Just like Lloyd Wright, Escario rejects a priori all historic morphology and typology in preference to introducing models and answers based on abstraction (Einfühlung). Close to the vernacular exercises of Le Corbusier in the 30s, in his first and initiatory project he shows a certain romantic leaning towards craftsmanship and an obsession with reaching the domestic roots of architecture.

The programme was not completely limited to the erection of an ex nuovo temple, but included the remodelling of the College-Residence of the community and the organisation of various amalgamated spaces (assembly room, conference rooms, library, etc.) intended for young ministers and cultural activities.

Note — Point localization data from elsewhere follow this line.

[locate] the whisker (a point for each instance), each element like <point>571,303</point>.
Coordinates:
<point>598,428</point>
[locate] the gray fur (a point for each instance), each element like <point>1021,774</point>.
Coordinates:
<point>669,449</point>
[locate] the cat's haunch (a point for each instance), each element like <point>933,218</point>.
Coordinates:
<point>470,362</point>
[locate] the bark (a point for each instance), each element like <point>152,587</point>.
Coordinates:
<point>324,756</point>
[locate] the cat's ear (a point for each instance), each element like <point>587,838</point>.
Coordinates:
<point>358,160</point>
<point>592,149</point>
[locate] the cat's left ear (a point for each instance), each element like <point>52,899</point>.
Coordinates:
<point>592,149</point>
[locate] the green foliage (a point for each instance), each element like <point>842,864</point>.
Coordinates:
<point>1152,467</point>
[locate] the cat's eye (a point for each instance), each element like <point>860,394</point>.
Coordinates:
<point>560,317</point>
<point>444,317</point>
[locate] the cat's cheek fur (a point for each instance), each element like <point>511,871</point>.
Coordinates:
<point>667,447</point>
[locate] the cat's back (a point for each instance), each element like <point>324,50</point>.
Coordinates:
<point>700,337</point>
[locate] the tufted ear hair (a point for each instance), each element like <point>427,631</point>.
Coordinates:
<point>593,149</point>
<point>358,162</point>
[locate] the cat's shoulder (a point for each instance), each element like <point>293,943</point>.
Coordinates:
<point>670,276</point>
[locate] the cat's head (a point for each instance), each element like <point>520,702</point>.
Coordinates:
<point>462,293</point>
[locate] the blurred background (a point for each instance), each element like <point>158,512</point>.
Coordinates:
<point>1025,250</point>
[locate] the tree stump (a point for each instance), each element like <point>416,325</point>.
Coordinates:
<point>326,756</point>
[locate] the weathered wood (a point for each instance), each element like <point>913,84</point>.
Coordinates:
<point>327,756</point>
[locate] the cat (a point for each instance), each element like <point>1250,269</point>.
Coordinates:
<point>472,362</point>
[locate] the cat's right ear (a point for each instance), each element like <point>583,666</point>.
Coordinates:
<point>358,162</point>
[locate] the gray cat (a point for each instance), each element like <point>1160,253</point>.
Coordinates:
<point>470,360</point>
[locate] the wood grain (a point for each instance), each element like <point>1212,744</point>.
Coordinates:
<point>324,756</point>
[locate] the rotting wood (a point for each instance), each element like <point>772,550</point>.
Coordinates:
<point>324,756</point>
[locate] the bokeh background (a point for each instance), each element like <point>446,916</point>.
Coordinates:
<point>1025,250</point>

An extensive functions programme reinforced the evocation of The Unitarian, although the compositional repertoire and formal similarities were greater. Thus, the totemic concept of the cross in the fashion of a freestanding concrete campanile was reminiscent of Asplund in his Skogskyrkogården (Woodland Cemetery) and also of the convent, theological school and church of San Pedro Mártir of the Dominican Fathers of Alcobendas (Madrid).

Included in the Iberian DOCOMOMO is a key piece by Fisac that Escario knows well and from which he takes a few basic concepts, such as lighting and the bell-tower as an icon... But, the use of curves (semicircular presbytery), the textural value of the surfaces and above all the levity of the ceiling, are fully Corbusian.

As in Ronchamp, the roofs and ceilings are presented as analogous to Noah’s Ark from the Judeo-Christian tradition, so they surround the structure like a huge hull covered in wood, floating over the ground and creating distance between the stone side walls to let in thin rays of light.

Except for the image of the Virgin, sculpted by Vilacamps, Escario designed the entire furnishings (seating benches) and the liturgical pieces (confessionals), of note among which is the cubic stone block used for the altar.

This design of its totality favours conceptual unity of the ensemble and over time has permitted us to place more value on Escario's career, developing its own language, although without forgetting the origin and essence of his modernist training.